Black was pulling his overalls away from his stomach as he spoke. Iggy smiled. She knew he was conscious of his weight, and she wanted to reach out and rub he
r palm down his chest, say, stop, don’t, you are beautiful. Instead she sipped her wheat germ tea.
“Oh, that’s bullshit,” June said. “That kind of mumbo jumbo is what keeps the superimposed perversion of religion in place.” Her position on religion of any kind was well known to him.

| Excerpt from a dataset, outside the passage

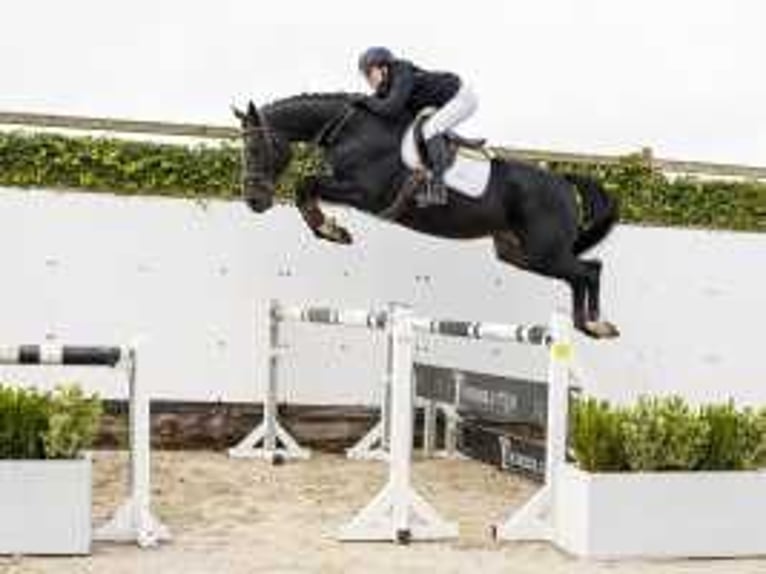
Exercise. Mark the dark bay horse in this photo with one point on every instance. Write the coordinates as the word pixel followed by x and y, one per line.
pixel 539 221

He once called her a Marxist idealist, but she demonstrated equal scorn for that.
“Black has a point,” Iggy said.
“Pooey!” June said. “You two are no good together.”
Black laughed. He couldn’t figure out what these two white women had in common: an atheist artist and a Jewish fakir.
“When Parker plays ‘Lover Man,’ it’s a different song from when Grover covers it. Same instrument, same notes, different song. Same landscape, same map, different town. Not Los Angeles,” he said. “This place is more than surface, June. It’s about what it means to you.”
“Which is?”
There was so much he wanted to say. Los Angeles for him wasn’t Beverly Hills, or the movies, or Rodeo Drive. It wasn’t the deception of movie studios that built sets with varying door sizes so that cowboys looked brawnier against the smaller doors and ladies daintier against the taller ones. It wasn’t the Mulhollands and their water, nor the people everywhere with too perfect hair and smiles as fake as the teeth they framed. Nor was it San Marino and its pretend class, or even the Hollywood sign. It was in the angle of light caught in the trickle of the Los Angeles River as it curved under one of the beautiful old crumbling bridges of East LA. The way the painting of an angel wearing sandals and jeans, its once-white wings stained by exhaust soot and tag signs, smoking a cigarette on a support of the 10 East Freeway on Hoover, curved into flight if you took the corner of the on-ramp at speed. In the cacophony of colors and shapes in the huge piñata stores on Olympic, near Central; and the man pulling the purple wooden life-size donkey mounted on wheels down Cesar Chavez, wearing a nonchalant expression as though it was the most normal thing in the world; or the people who parted on each side of him as he made his way down the sidewalk, completely oblivious to the sight. In the occasional clip-clop of horses pulling a brilliant white bridal carriage that resisted the dust and dirt everywhere, and the line of cars following slowly in awe. It was in the solo of an unemployed saxophonist in Sunny’s Café down at Leimert Park playing for tips.